In another post the host highlighted, Moorehead shared a screenshot of a tweet that said, “Don’t worry everyone the capitol is insured.”
“This!” was Moorehead’s comment on his share, timestamped 2:26 p.m. on Jan. 6. The storming of the Capitol began around 2 p.m.
When questioned by Smerconish about what he was “trying to convey,” Moorehead said any comparison to conservative whataboutisms regarding the damage caused by riots in the wake of George Floyd’s death last year is unwarranted.
“I want to be clear. I was not mocking BLM or antifa with that post,” Moorehead said. “I was trying to highlight what I believe is the double standard that often exists in the media, when they’re looking at two different events from two different groups.”
During the interview, Smerconish also put up a Facebook post by an unidentified individual who criticized Moorehead for being at the rally at all, particularly in light of the fact that he is part of a “heavily minority based teaching program.”
More than 72 percent of students enrolled in the Allentown School District are Hispanic, nearly 14 percent are Black and 8.6 percent are white, according to publicly available data from the district.
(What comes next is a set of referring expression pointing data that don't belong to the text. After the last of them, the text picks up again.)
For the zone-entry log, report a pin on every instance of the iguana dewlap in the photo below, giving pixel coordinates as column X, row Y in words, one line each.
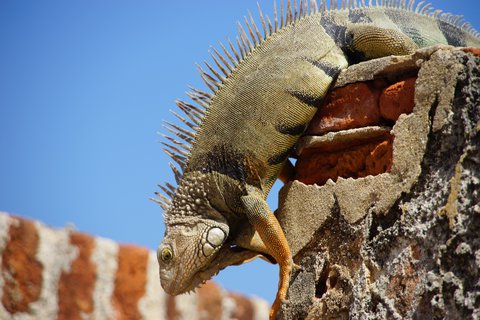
column 238, row 138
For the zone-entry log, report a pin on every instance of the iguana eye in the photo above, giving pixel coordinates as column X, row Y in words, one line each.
column 166, row 254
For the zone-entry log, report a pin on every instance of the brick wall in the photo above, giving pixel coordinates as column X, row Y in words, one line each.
column 63, row 274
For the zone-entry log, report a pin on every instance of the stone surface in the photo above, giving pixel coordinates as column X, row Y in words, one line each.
column 402, row 244
column 64, row 274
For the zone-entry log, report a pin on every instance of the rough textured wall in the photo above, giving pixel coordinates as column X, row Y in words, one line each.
column 63, row 274
column 400, row 239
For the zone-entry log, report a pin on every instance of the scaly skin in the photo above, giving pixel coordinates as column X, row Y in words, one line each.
column 270, row 89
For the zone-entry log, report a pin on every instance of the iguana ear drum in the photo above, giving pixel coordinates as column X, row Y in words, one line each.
column 214, row 239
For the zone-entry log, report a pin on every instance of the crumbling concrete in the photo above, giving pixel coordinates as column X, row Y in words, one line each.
column 402, row 244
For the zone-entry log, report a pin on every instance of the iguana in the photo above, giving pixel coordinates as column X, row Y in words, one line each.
column 265, row 90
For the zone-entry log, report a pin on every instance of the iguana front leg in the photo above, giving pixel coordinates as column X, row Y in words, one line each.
column 266, row 224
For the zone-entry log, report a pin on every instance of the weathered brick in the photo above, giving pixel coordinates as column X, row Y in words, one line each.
column 315, row 166
column 352, row 106
column 74, row 299
column 21, row 271
column 130, row 281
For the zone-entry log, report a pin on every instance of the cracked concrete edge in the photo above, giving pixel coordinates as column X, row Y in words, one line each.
column 357, row 197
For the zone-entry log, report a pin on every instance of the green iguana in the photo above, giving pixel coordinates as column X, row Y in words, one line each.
column 265, row 91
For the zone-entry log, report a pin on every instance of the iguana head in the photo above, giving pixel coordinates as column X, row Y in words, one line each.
column 195, row 235
column 187, row 252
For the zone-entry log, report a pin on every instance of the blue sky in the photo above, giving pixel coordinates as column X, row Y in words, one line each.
column 84, row 86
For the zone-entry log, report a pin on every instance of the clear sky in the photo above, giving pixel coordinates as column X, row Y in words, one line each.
column 84, row 86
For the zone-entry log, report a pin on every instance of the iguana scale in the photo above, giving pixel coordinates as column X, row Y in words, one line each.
column 265, row 90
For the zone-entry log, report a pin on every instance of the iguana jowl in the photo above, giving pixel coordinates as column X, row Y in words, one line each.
column 265, row 92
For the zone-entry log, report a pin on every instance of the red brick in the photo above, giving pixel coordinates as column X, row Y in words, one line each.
column 22, row 272
column 75, row 288
column 317, row 166
column 130, row 281
column 352, row 106
column 397, row 99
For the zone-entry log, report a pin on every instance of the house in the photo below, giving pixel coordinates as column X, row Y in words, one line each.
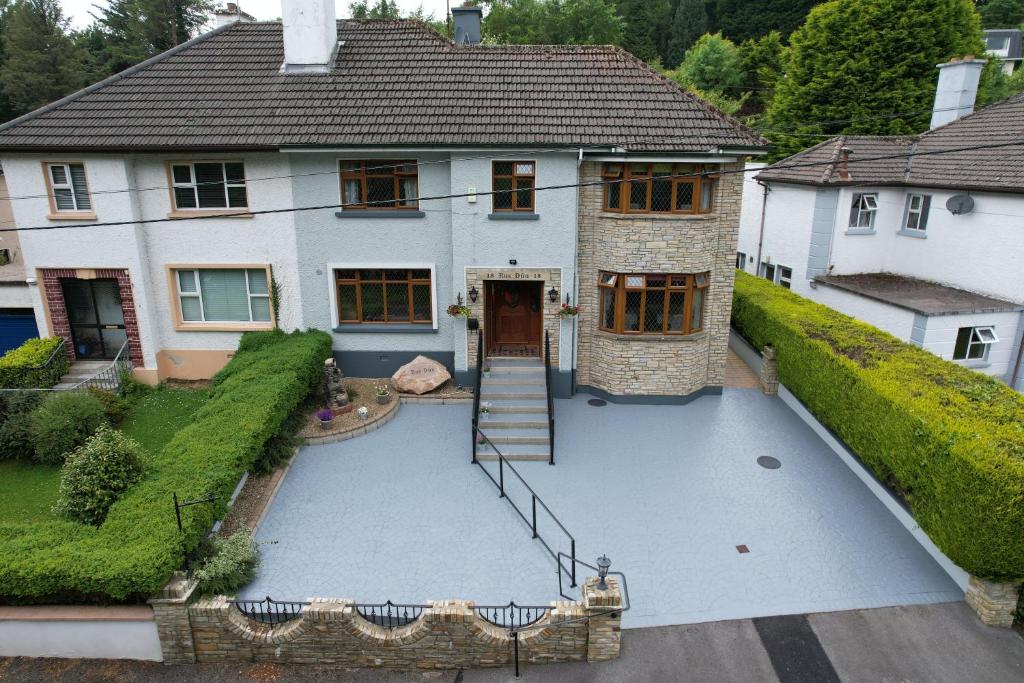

Moorehead, who is white, responded to the criticism by telling Smerconish he was doing his “civic duty” by attending the rally.
“I definitely have some conservative values and beliefs, but they have never taken part in what I do in the classroom,” he asserted. “I’ve always encouraged my kids to be critical thinkers, and to form their own opinion; one that they can be proud to have.”
Malofiy at that point noted that Moorehead has been employed as an Allentown teacher for 17 years, and said the district had erred by putting out a statement that wrongly implied he was “violently protesting.”
“To never correct that statement after they learned that he was nowhere near the Capitol building protest…is defamatory and has destroyed his life,” he said. “We talk about diversity of people, but we’ve forgotten diversity of speech, thought and opinion. In public schools there needs to be critical thinking that can only happen if the two sides are represented, and you can’t endorse a political movement to the exlcusion of another, otherwise it violates the First Amendment.”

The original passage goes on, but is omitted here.